6. Siber diplomasi ve tedarik zinciri güvenlik açıkları yoluyla etki
Çin, küresel teknoloji tedarik zincirindeki etkisini artırdı ve ABD ve müttefikleri için güvenlik açıkları yarattı. Çin şirketleri, özellikle telekomünikasyon ve donanım üretiminde, ağ ekipmanı, yarı iletkenler ve bulut hizmetleri gibi kritik altyapı bileşenlerinin sağlanmasında merkezi bir rol oynamaktadır. En iyi bilinen örnek, Çin hükümeti için casusluğu kolaylaştırmak için ürünlerine geri yerleştirmekle suçlanan Çin şirketi Huawei’dir.
Küresel teknoloji tedarik zincirine erişimi kontrol ederek Çin, ABD sistemlerini büyük ölçekte tehlikeye atabilir. Bu tedarik zinciri güvenlik açıkları yoluyla casusluk potansiyeli, askeri sınıf teknolojileri ve altyapı sistemleri de dahil olmak üzere sadece tüketici cihazlarının ötesindeki alanlara uzanmaktadır.

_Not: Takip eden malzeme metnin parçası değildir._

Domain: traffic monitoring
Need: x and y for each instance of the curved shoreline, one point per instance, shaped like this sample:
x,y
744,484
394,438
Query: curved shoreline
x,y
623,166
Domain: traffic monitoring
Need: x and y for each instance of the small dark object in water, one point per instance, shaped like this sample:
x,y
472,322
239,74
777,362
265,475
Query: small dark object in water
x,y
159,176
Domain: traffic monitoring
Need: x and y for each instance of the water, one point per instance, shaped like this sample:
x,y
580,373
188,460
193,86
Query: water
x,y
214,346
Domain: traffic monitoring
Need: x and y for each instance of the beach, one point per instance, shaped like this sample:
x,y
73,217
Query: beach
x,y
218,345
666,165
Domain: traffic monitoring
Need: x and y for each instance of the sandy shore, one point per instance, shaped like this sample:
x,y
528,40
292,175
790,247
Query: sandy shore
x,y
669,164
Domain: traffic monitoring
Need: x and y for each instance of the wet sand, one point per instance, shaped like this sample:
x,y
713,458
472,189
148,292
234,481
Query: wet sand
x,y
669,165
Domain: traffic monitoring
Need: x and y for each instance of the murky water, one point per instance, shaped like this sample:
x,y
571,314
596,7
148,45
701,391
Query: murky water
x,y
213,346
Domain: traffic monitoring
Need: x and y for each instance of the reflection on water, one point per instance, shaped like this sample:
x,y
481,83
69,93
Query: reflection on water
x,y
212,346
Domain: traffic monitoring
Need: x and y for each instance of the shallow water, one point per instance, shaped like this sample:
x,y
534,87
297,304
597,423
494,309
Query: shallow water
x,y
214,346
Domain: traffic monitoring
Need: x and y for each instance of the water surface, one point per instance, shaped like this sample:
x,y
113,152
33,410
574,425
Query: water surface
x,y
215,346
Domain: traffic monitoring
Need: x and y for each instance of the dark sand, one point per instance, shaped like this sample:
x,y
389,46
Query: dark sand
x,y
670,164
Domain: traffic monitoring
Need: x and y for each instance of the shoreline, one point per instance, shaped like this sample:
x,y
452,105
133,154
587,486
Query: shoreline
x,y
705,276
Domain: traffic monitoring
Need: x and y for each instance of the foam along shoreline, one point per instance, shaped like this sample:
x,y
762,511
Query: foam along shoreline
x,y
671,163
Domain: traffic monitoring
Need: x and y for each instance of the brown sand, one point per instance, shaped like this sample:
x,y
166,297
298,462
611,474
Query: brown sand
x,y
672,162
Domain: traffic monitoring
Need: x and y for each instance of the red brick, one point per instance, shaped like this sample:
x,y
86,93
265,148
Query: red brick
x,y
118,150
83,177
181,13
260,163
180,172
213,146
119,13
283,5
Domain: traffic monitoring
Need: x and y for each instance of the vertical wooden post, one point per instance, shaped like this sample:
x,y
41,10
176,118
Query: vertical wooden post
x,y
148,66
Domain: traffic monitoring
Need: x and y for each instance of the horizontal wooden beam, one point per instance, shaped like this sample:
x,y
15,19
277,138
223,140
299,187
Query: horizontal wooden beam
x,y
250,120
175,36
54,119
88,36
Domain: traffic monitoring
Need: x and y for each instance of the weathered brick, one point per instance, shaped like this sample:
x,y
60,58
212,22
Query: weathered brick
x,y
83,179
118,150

7. Ekonomik ve politik motivasyonlar
Çin’in siber faaliyetleri de daha geniş ekonomik ve politik hedefler tarafından yönlendiriliyor. Çin’e karşı siber operasyonlara girerek Çin, özellikle teknoloji ve savunma sektörlerinde ABD küresel hakimiyetine meydan okumaya çalışıyor. Siber saldırılar ABD ekonomisini bozabilir, dijital sistemlere olan güveni zayıflatabilir ve ülkenin jeopolitik durumunu zayıflatabilir.
Ayrıca, Çin’in artan siber yetenekleri, özellikle Çin’in altyapı projelerine büyük yatırım yaptığı Afrika, Orta Doğu ve Latin Amerika’da büyüyen küresel etkisini korumak için bir araç olarak görülüyor. Bu siber yetenekler, Çin’in ABD müttefiklerine baskı yaparken bu bölgelerdeki ilgi alanlarını izlemesine ve korumasına izin veriyor.
Sonuç: büyüyen bir siber tehdidi
Çin’in bize artan siber tehdidi BT altyapısı, modern siber güvenlik manzarasındaki en karmaşık ve tehlikeli zorluklardan biridir. Fikri mülkiyet hırsızlığından casusluk ve kritik altyapıya yönelik saldırılara kadar, Çin’in devlet destekli siber operasyonları ABD ulusal güvenliğini, ekonomik istikrarı ve teknolojik üstünlüğü zayıflatmak için tasarlanmıştır. Çin, siber yeteneklerine yatırım yapmaya ve rafine etmeye devam ettikçe, ABD uyanık kalmalı, savunma önlemlerine yatırım yapmalı, uluslararası işbirliğini güçlendirmeli ve bu gelişen tehditlere karşı koymak için siber güvenlik protokollerini geliştirmelidir. Bahisler yüksektir ve bu büyüyen siber zorluğun ele alınması ABD güvenliğinin geleceği için çok önemlidir.
Reklam
LinkedIn Group Bilgi Güvenlik Topluluğumuza katılın!